- Theatrical poster
- Directed by: Toni Kalem
- Written by: Toni Kalem Anne Tyler (novel)
- Produced by: Richard Raddon
- Starring: Lili Taylor Guy Pearce
- Cinematography: Michael F. Barrow
- Edited by: Hughes Winborne
- Music by: Peter Himmelman
- Distributed by: Lions Gate Films
- Release dates: January 22, 1999 (Sundance); May 14, 2004 (US: limited);
- Running time: 111 minutes
- Country: United States
- Language: English
- Box office: $107,099

= A Slipping-Down Life =

A Slipping-Down Life is a 1999 romantic drama film directed by Toni Kalem. Based on a novel by Anne Tyler, it stars Lili Taylor and Guy Pearce.

==Plot==
Shy loner Evie (Taylor) hears musician Drumstrings Casey (Pearce) on the radio one night and becomes infatuated with him. She pursues him, carving his name (sadly, backwards) in her forehead with broken glass, and eventually they meet and then marry. They both still struggle to make something of their lives.

==Cast==
- Lili Taylor as Evie Decker
- Guy Pearce as Drumstrings Casey
- Irma P. Hall as Clotelia
- John Hawkes as David Elliot
- Veronica Cartwright as Mrs. Casey
- Marshall Bell as Mr. Casey
- Johnny Goudie as Jesse
- Shawnee Smith as Faye-Jean Lindsay
- Sara Rue as Violet
- Bruno Kirby as Kiddie Arcades Manager
- Tom Bower as Mr. Decker
- Margaret Bowman as Mrs. Harrison
- Jo Ann Farabee as Woman at Salon
- Harv Morgan as Dick St.
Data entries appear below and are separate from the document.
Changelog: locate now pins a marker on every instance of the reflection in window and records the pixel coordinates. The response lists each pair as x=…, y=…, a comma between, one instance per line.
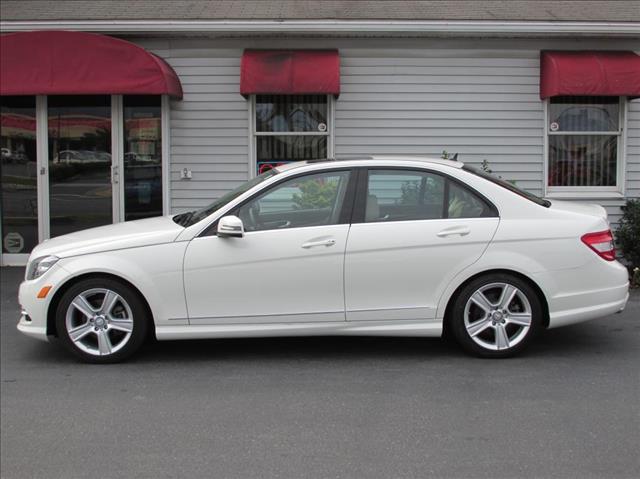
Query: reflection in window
x=19, y=198
x=401, y=195
x=290, y=128
x=581, y=151
x=142, y=157
x=311, y=200
x=80, y=191
x=404, y=195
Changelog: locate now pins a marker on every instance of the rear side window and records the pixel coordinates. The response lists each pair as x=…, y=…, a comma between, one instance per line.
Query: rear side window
x=404, y=195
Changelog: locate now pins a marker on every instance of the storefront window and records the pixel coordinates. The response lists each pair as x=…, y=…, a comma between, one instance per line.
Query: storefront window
x=142, y=157
x=584, y=133
x=18, y=170
x=290, y=128
x=80, y=191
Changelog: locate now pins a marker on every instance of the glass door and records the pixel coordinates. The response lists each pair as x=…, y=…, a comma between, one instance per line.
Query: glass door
x=80, y=164
x=18, y=173
x=142, y=157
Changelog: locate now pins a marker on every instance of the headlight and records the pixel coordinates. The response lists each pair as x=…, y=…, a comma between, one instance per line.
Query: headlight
x=40, y=266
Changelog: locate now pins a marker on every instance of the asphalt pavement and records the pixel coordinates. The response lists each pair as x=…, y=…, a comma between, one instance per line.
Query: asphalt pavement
x=324, y=407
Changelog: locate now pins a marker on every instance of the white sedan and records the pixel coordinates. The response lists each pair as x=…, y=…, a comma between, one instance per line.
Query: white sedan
x=394, y=246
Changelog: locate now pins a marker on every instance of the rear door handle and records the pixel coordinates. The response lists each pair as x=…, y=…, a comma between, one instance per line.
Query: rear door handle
x=455, y=230
x=312, y=244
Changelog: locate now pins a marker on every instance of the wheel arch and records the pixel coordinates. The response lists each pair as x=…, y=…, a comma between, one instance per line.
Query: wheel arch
x=454, y=296
x=55, y=300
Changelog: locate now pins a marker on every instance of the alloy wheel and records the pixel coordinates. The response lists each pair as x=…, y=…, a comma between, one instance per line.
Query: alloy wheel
x=99, y=321
x=498, y=316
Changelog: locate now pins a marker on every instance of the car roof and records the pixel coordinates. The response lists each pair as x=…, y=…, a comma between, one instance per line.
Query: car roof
x=385, y=160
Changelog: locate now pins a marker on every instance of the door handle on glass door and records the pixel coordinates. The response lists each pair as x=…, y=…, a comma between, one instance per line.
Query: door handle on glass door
x=311, y=244
x=455, y=230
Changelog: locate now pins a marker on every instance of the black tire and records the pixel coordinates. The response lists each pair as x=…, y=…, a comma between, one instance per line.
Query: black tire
x=517, y=336
x=138, y=322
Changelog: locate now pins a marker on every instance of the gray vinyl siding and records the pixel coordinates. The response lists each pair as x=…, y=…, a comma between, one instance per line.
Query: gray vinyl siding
x=633, y=149
x=478, y=104
x=477, y=98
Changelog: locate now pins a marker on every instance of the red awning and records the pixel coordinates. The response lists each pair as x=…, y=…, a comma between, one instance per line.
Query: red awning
x=290, y=72
x=78, y=63
x=589, y=74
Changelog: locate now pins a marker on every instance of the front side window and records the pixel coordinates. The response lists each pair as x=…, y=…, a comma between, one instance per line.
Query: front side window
x=583, y=135
x=311, y=200
x=290, y=128
x=404, y=195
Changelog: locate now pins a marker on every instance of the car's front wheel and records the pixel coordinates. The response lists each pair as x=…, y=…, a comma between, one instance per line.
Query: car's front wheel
x=496, y=315
x=101, y=320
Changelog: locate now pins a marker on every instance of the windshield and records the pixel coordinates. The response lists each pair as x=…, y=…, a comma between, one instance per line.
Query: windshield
x=192, y=217
x=509, y=186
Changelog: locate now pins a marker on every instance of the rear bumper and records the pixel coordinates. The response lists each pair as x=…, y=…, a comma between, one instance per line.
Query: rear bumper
x=596, y=305
x=597, y=289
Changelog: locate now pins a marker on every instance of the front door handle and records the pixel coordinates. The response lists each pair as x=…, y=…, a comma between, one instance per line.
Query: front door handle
x=455, y=230
x=311, y=244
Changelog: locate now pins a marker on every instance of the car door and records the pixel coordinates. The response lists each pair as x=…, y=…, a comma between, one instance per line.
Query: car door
x=289, y=265
x=413, y=231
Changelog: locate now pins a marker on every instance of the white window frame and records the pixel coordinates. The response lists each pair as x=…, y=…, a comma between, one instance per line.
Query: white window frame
x=591, y=192
x=253, y=133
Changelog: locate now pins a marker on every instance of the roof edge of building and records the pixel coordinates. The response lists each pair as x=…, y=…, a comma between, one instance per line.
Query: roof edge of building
x=332, y=27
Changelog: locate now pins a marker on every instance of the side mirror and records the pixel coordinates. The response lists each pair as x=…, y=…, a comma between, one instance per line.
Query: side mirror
x=230, y=226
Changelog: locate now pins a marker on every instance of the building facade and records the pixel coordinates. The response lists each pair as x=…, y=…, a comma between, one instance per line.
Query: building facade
x=549, y=105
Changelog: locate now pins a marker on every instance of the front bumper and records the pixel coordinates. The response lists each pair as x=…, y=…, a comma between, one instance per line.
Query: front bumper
x=26, y=326
x=33, y=318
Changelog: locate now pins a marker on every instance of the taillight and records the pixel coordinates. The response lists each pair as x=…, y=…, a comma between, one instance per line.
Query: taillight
x=601, y=243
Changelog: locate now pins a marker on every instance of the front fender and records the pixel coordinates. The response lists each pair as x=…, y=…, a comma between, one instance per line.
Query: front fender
x=156, y=271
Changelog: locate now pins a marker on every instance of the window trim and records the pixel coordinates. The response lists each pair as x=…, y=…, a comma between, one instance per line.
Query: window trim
x=588, y=192
x=346, y=212
x=360, y=204
x=253, y=133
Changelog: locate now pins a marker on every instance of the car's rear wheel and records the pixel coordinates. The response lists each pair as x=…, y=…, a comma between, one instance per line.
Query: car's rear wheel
x=496, y=315
x=101, y=320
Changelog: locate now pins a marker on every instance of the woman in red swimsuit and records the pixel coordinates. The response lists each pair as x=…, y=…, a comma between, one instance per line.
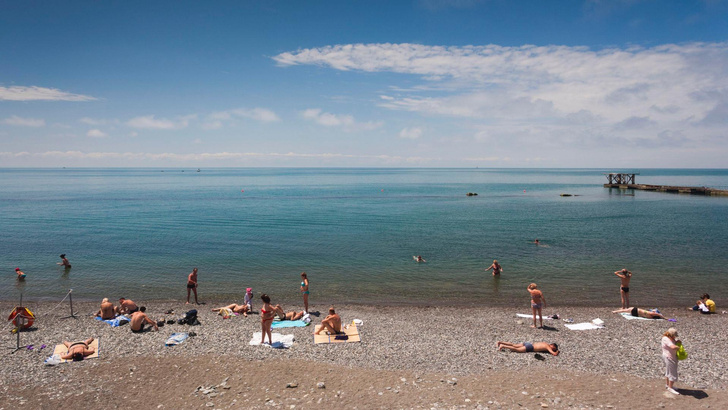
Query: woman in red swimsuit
x=266, y=318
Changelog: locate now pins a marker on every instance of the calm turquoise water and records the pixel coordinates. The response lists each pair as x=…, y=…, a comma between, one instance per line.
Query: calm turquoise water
x=139, y=232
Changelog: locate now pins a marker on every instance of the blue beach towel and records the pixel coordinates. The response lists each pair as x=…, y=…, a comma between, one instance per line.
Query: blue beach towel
x=176, y=339
x=288, y=323
x=115, y=321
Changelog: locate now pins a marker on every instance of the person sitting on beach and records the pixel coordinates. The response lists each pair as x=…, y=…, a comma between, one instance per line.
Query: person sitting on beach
x=78, y=350
x=192, y=285
x=126, y=306
x=107, y=310
x=636, y=312
x=538, y=301
x=292, y=315
x=704, y=305
x=526, y=347
x=497, y=269
x=64, y=262
x=139, y=319
x=624, y=277
x=331, y=323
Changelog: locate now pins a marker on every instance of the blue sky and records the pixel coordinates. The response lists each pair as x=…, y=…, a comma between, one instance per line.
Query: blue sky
x=421, y=83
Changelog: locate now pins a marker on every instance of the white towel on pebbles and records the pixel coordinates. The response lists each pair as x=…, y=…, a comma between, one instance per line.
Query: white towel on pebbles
x=583, y=326
x=279, y=341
Clair
- Jason Russell Waller as Audience Member #1
- Lew Temple as Audience Member #2
- Jason Kavalewitz as Young Sexband

==Distribution==
A Slipping-Down Life premiered on January 22, 1999, at the Sundance Film Festival, distributed by Lions Gate Entertainment. It was given limited theatrical release in the United States on May 14, 2004.

==Awards==
The film was nominated for the Grand Jury Prize at the 1999 Sundance Festival. In 2004 it won the Special Jury Prize at the Indianapolis International Film Festival and Lili Taylor won the Achievement Award at the Newport Beach Film Festival. In that year it was also nominated for a Golden Trailer Award.